7/6/07

Hello to all Agents and Operatives of all branches of AWD

It brings me great joy to announce that as of today, there will be a new division of the Association of World Domination. Today Orange Division steps out into the light, so to speak. I have been asked, as the new leader of said division, to explain the change to you all.
Due to the recent outbreak of dissent, treachery, and general laziness of certain agents, it has been decided by the OverCouncil to create a branch of AWD dedicated to rooting out and destroying such problems before they can spread. I would like to take a moment to state on a more personal note: I take great pleasure in my work, for I feel it is important to enjoy what you do. That being the case, I would like to point out my various qualifications for this new position.

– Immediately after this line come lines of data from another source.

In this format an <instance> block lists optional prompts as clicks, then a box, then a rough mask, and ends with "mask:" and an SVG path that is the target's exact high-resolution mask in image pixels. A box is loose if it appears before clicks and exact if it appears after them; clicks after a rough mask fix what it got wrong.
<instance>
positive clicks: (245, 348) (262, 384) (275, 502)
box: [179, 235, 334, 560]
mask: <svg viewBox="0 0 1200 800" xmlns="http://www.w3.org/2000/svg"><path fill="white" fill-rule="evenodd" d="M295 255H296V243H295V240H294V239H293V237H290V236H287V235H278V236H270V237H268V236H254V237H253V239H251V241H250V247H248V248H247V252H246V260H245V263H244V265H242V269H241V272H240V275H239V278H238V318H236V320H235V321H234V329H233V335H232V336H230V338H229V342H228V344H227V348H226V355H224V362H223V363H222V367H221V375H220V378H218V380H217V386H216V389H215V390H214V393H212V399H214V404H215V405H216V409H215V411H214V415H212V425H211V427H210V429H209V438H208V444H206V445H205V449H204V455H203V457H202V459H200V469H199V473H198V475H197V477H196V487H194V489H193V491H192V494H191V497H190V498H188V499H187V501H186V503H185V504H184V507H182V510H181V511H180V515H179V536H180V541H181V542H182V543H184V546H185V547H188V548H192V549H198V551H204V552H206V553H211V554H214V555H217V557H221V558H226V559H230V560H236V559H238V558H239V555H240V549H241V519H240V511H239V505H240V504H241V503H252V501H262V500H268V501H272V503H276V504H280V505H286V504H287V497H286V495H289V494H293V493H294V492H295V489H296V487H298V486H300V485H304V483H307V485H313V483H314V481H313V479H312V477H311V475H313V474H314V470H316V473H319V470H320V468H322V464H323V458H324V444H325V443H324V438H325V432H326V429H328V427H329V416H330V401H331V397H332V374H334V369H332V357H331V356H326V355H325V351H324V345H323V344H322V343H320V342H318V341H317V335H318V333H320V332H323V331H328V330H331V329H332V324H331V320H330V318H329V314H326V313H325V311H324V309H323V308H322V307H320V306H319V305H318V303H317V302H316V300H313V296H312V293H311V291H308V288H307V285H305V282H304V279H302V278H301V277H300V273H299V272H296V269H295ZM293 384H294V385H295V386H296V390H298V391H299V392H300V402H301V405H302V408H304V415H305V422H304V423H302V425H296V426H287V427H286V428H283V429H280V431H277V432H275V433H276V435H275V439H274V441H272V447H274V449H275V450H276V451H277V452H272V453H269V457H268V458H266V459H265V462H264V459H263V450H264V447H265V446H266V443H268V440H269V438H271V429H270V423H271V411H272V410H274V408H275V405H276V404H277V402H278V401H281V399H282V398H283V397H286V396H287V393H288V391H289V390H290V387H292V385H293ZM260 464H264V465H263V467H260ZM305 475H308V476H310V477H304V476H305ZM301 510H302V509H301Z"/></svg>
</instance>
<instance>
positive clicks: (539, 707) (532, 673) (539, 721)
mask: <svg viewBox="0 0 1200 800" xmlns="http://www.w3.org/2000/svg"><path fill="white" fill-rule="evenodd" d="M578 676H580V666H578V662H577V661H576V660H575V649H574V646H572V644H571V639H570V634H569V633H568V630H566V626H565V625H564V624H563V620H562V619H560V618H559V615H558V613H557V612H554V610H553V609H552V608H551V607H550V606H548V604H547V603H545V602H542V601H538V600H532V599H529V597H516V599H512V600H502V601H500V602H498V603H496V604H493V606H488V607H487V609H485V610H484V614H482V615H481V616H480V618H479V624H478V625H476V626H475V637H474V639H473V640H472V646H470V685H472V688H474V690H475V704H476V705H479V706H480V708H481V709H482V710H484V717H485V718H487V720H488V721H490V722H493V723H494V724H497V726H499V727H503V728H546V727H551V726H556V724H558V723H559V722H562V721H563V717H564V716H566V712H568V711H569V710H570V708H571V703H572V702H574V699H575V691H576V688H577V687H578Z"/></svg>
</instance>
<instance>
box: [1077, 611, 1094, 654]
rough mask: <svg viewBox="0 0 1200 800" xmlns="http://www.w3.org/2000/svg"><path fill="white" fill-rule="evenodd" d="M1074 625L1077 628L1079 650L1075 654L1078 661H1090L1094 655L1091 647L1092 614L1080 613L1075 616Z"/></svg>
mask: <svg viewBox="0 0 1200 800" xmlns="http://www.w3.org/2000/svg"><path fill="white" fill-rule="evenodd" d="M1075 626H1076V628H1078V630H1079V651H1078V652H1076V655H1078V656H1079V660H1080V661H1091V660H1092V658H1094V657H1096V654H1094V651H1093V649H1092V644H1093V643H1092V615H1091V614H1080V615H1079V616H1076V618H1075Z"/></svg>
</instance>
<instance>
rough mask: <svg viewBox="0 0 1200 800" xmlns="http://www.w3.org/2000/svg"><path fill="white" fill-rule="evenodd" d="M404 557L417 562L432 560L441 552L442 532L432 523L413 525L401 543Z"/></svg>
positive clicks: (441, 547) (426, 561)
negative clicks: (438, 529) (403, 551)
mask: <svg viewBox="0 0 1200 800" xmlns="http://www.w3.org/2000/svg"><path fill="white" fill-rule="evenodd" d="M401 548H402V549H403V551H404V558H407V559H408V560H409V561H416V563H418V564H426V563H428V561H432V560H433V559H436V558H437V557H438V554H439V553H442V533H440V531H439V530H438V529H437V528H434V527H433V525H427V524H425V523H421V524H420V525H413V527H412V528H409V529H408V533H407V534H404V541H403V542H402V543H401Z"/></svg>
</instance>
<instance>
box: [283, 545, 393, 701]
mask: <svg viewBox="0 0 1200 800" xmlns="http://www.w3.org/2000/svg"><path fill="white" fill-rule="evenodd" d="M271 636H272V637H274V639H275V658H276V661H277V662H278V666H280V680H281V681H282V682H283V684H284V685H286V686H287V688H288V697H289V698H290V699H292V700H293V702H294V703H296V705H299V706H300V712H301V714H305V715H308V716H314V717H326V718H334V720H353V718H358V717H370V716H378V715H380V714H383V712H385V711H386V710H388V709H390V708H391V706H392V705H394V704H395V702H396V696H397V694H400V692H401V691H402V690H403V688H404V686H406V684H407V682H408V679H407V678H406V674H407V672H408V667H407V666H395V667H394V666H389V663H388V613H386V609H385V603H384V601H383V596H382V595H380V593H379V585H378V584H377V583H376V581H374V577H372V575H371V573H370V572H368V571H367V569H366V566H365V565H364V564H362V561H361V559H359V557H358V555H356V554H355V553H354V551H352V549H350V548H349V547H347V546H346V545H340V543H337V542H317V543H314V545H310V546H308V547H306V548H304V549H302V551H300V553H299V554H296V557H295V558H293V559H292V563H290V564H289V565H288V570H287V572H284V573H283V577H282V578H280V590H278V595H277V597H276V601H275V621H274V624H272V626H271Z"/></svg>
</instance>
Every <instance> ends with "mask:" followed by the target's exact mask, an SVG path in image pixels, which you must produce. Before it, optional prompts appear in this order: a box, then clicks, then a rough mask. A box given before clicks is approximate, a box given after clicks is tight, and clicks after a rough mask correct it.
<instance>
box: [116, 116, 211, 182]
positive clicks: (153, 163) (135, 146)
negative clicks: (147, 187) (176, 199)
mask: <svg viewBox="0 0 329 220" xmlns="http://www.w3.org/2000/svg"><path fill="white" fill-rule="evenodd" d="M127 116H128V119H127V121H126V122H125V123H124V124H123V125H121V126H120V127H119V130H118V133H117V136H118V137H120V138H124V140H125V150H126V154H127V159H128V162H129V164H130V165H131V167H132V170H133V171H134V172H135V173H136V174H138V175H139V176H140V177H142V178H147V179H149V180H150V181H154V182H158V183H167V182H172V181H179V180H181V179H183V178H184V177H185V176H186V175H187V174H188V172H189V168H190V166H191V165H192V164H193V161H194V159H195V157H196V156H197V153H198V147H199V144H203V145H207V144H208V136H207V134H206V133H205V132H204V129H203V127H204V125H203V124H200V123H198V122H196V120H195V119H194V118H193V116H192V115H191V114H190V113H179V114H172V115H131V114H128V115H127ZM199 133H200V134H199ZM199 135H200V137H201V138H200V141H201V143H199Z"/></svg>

I have know the location of every nerve on the human body from head to toe. I know the exact voltage of lethal electricity (which happens to change depending on bodily location). I own many stain-proof suits. I have a knife collection that encompasses an entire wing of the newly constructed Orange Headquarters. The walls of my office are soundproof, and yet has very unassuming wallpaper.
Finally, I am very well suited for this job because of one simple thing: Nobody in this organization knows my face. As far as any of you are concerned, I am the man two desks over, the woman who cleans the floors, the lab assistant, the butcher, the baker, the balloon vendor... anyone.
That being said, nobody needs to worry. I highly doubt that our traitor problems will last very much longer. So rest easy, sleep tight and please enjoy your day.